For several years, offices have been transforming their spaces into open-plan environments. Other companies have even done away with fixed offices altogether, requiring employees to move between shared desks and quiet spaces as required by the immediate task at hand – if there is even a need to be in the office to begin with.
The push for open-plan offices has been partly tempered, borne out of the desire for increased collaboration between colleagues. However, in recent years, debate has ensued about how much open place offices contribute to collaboration and, ultimately, productivity. The open-plan office has subsequently seen some pushback. Research in 2017 by Regus, a company that specialises in providing serviced offices, suggested that 76% of workers in Australia considered enclosed workstations as optimal for concentration (and not the open plan). A similar proportion of respondents in the same study indicated a preference for enclosed workstations for productivity, and the protection of workers’ privacy.

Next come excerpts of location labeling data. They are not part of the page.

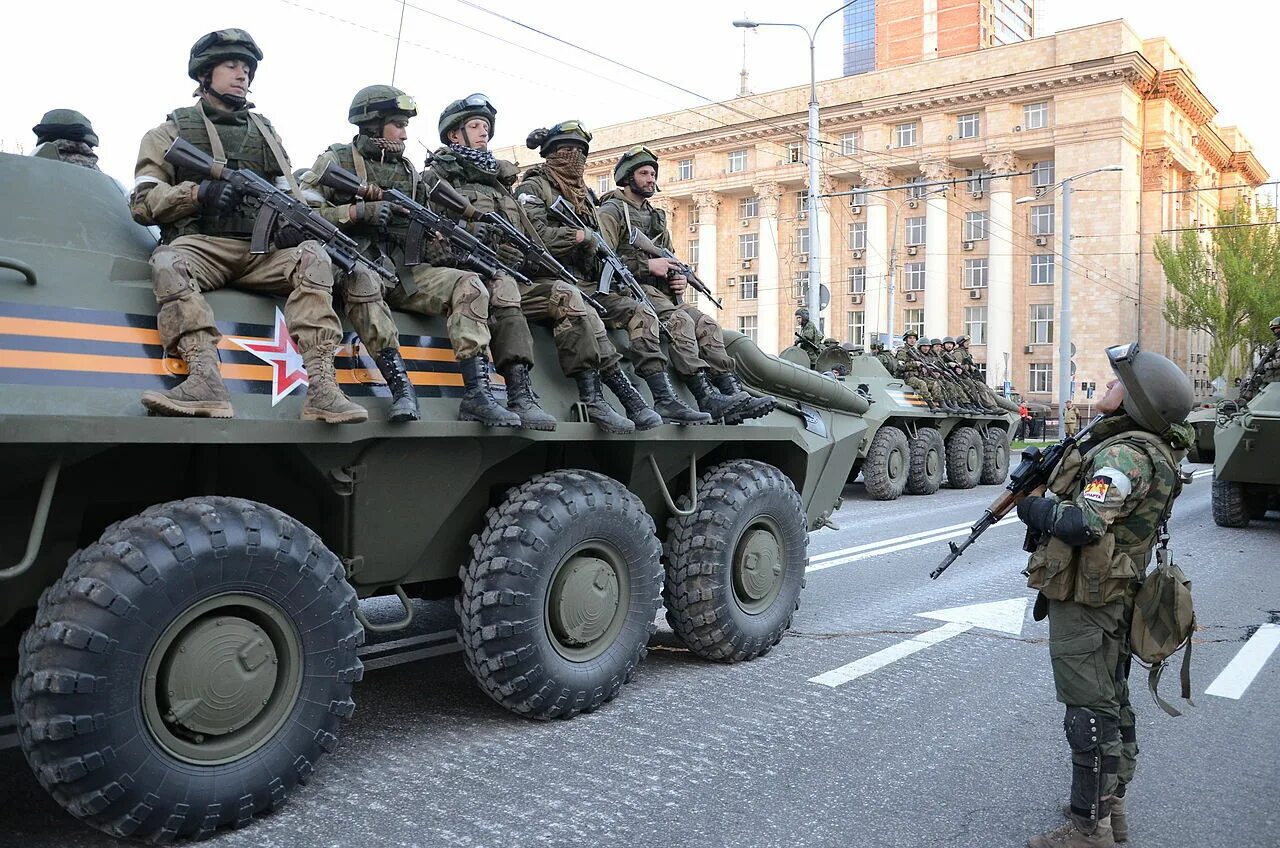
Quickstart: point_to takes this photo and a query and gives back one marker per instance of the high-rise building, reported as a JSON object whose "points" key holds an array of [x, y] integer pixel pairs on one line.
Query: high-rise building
{"points": [[887, 33]]}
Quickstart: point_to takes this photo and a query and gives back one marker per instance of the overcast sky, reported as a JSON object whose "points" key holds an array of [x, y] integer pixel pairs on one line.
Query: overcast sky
{"points": [[123, 63]]}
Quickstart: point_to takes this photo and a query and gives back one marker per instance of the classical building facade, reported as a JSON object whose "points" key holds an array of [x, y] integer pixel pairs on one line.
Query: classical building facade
{"points": [[973, 242]]}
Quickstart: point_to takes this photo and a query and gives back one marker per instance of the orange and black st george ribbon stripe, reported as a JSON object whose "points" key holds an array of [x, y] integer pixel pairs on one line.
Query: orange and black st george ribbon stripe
{"points": [[94, 349]]}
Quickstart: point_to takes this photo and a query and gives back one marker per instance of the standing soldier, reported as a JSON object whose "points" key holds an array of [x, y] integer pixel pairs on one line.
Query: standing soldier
{"points": [[68, 136], [205, 228], [1096, 530], [376, 156], [696, 346], [565, 147]]}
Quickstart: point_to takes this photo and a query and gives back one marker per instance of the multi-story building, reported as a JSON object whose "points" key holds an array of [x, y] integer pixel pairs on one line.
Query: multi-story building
{"points": [[888, 33], [981, 254]]}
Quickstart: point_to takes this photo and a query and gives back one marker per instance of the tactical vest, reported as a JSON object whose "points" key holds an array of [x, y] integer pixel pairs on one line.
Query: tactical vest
{"points": [[243, 146], [1106, 570]]}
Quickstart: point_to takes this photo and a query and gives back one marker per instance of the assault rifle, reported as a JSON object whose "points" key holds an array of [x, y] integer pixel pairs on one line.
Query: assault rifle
{"points": [[278, 208], [677, 268], [613, 267], [1031, 473], [469, 251]]}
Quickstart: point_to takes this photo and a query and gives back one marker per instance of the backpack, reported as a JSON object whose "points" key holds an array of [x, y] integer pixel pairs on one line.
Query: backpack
{"points": [[1164, 621]]}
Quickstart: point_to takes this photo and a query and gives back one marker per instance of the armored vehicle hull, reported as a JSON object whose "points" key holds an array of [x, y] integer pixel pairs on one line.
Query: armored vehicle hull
{"points": [[179, 602]]}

In 2019, the debate on open-plan offices has been tempered, suggesting that they are not inherently bad, but just being “used wrong”. However, the general debate on the optimal office design appears to have transformed into discussions about how fluid office environments (namely “hot desking”) can cater towards the demand for flexibility, particularly for Millennials and Generation Z, who increasingly comprise the majority of workers and demand the flexibility to work both inside and outside of the office. Deloitte has conducted its Millennial Survey since 2012, and its latest 2019 report flags the increasing demand not to just work from home, but for work conditions that mimic the so-called “gig economy”. Matters of work conditions extend beyond mere office design, but considerations of balancing managerial control with ever-increasing flexibility.
Whether in an open-plan office, or in a company that practices hot desking, the physical transformation of the physical work environment has a bearing on how managers can influence or exert any necessary control over their workforces in an age where flexibility is all the rage. As managerial control is increasingly exerted through electronic or virtual means, it may seem less overt, reduced, and maybe even unnecessary. However, managerial obligations and responsibilities for employees have not necessarily changed nor been reduced in the same way that fixed office spaces and face-to-face contact have been reduced.
Legal advice and strategic guidance about your obligations and strategies is therefore necessary, even when the focus might be on the choice of new furniture, or the latest technology to gather colleagues electronically at the same time in the same virtual setting. For example, People + Culture Strategies is available to advise on both flexible work arrangements, and even assist with assessing home-office environments when employees request to work from home. As decisions about open-plan offices and hot desking may ultimately result in a grant of increased flexibility, People + Culture Strategies encourages employers to take a step back and consider its strategies for managing a more fluid and dispersed workforce.